PostgreSQL Advanced

CTEs, JSONB, index types, query planning, and partitioning

CTEs & JSONB

sql
-- CTE (Common Table Expression)
WITH active_orders AS (
  SELECT user_id, COUNT(*) AS cnt FROM orders
  WHERE status = 'active' GROUP BY user_id
)
SELECT u.name, ao.cnt
FROM users u JOIN active_orders ao ON u.id = ao.user_id
WHERE ao.cnt > 3;

-- Recursive CTE (org chart / tree)
WITH RECURSIVE subordinates AS (
  SELECT id, name, manager_id FROM employees WHERE name = 'CEO'
  UNION ALL
  SELECT e.id, e.name, e.manager_id
  FROM employees e JOIN subordinates s ON e.manager_id = s.id
)
SELECT * FROM subordinates;

-- JSONB — store and query JSON
CREATE TABLE products (
  id SERIAL PRIMARY KEY,
  name TEXT,
  attributes JSONB DEFAULT '{}'
);

INSERT INTO products (name, attributes)
VALUES ('Laptop', '{"color": "silver", "ram": 16, "tags": ["sale"]}');

-- Query JSONB
SELECT * FROM products WHERE attributes @> '{"color": "silver"}';
SELECT * FROM products WHERE attributes->>'ram' = '16';
SELECT * FROM products WHERE attributes->'tags' ? 'sale';

Index Types & Query Planning

sql
-- B-Tree (default) — equality and range queries
CREATE INDEX idx_email ON users (email);

-- GIN — for JSONB, arrays, full-text search
CREATE INDEX idx_attrs ON products USING GIN (attributes);

-- GiST — geometric and range types
CREATE INDEX idx_location ON places USING GIST (coordinates);

-- Expression index
CREATE INDEX idx_lower_email ON users (LOWER(email));

-- EXPLAIN ANALYZE — check query plan
EXPLAIN ANALYZE SELECT * FROM users WHERE email = 'alice@ex.com';
-- Look for: Index Scan (good) vs Seq Scan (bad)

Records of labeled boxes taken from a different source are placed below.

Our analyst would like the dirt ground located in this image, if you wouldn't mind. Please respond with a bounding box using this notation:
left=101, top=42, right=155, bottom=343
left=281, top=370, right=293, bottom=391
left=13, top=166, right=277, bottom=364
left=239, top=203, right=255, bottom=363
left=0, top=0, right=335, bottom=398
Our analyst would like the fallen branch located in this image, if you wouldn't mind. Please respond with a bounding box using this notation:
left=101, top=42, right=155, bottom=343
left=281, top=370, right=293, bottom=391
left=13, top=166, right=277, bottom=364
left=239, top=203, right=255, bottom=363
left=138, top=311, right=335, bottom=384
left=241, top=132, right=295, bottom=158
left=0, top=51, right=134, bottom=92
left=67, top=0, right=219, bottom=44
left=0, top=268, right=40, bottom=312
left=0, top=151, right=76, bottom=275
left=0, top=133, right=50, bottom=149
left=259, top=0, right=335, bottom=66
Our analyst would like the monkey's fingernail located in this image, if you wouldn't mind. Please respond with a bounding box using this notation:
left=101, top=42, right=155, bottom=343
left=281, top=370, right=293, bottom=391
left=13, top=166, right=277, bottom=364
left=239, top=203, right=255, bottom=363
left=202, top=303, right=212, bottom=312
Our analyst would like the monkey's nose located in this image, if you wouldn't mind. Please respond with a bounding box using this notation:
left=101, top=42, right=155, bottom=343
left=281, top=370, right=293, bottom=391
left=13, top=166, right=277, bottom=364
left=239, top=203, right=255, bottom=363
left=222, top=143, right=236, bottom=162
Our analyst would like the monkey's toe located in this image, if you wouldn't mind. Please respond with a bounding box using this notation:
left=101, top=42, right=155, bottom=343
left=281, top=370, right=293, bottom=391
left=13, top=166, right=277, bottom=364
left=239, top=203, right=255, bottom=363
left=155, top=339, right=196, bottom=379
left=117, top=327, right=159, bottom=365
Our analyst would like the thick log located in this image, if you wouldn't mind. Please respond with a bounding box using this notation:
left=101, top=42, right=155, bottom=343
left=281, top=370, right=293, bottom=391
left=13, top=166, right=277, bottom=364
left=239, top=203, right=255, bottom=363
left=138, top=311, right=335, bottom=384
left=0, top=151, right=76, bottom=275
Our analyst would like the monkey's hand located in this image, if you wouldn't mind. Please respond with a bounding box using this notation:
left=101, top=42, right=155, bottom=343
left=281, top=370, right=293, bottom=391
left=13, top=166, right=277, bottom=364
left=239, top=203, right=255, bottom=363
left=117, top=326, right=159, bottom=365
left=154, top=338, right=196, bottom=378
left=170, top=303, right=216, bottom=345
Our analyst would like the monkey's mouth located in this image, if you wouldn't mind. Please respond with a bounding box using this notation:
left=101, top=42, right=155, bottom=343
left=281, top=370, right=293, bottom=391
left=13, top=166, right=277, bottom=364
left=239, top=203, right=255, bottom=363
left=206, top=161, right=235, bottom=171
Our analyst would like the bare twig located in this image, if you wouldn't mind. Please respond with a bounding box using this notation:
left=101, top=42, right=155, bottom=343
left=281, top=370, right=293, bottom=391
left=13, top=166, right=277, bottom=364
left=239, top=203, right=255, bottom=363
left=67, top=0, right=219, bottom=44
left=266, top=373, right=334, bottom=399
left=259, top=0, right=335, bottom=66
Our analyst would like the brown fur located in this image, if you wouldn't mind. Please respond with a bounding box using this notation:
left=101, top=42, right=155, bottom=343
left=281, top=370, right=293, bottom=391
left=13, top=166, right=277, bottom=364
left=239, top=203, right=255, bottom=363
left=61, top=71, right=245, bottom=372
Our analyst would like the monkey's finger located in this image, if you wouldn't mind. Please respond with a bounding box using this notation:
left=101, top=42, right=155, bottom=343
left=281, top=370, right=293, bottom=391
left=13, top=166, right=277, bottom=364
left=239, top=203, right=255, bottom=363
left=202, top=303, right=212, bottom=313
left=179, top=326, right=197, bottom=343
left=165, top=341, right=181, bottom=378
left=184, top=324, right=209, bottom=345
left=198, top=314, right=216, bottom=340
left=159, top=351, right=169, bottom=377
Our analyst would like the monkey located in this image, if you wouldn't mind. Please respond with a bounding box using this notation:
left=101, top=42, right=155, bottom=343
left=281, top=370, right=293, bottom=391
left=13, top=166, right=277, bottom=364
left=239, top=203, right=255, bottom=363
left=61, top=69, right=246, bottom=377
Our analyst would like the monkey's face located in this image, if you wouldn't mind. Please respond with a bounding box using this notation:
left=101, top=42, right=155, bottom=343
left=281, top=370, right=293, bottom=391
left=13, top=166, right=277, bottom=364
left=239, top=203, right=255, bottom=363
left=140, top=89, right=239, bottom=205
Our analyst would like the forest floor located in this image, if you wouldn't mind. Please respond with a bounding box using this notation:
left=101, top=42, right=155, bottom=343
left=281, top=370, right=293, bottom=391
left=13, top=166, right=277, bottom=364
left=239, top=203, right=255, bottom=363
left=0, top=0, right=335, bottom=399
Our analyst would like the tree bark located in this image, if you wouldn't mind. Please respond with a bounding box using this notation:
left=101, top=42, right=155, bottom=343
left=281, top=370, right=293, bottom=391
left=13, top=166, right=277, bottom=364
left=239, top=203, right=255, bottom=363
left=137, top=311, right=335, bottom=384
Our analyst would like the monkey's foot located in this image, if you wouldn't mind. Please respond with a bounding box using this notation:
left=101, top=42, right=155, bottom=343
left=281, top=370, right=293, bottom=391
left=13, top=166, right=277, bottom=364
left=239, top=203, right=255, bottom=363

-- Partitioning — split large tables for performance
CREATE TABLE orders (
  id SERIAL, user_id INT, created_at TIMESTAMPTZ, total DECIMAL
) PARTITION BY RANGE (created_at);

CREATE TABLE orders_2025 PARTITION OF orders
  FOR VALUES FROM ('2025-01-01') TO ('2026-01-01');

Performance Tips

  • Add indexes on JOIN columns and WHERE conditions
  • Use EXPLAIN ANALYZE to verify index usage
  • Avoid SELECT * — select only needed columns
  • Use connection pooling (PgBouncer / built-in)
  • VACUUM and ANALYZE regularly
  • Partition large tables (>10M rows) by date or ID range

💬 When to use GIN vs GiST vs B-Tree index?

B-Tree (default): equality, range, sorting — most common. GIN: contains/overlap queries — JSONB, arrays, full-text. GiST: proximity queries — geometry, ranges, nearest-neighbor. Use B-Tree unless you have a specific need for GIN/GiST.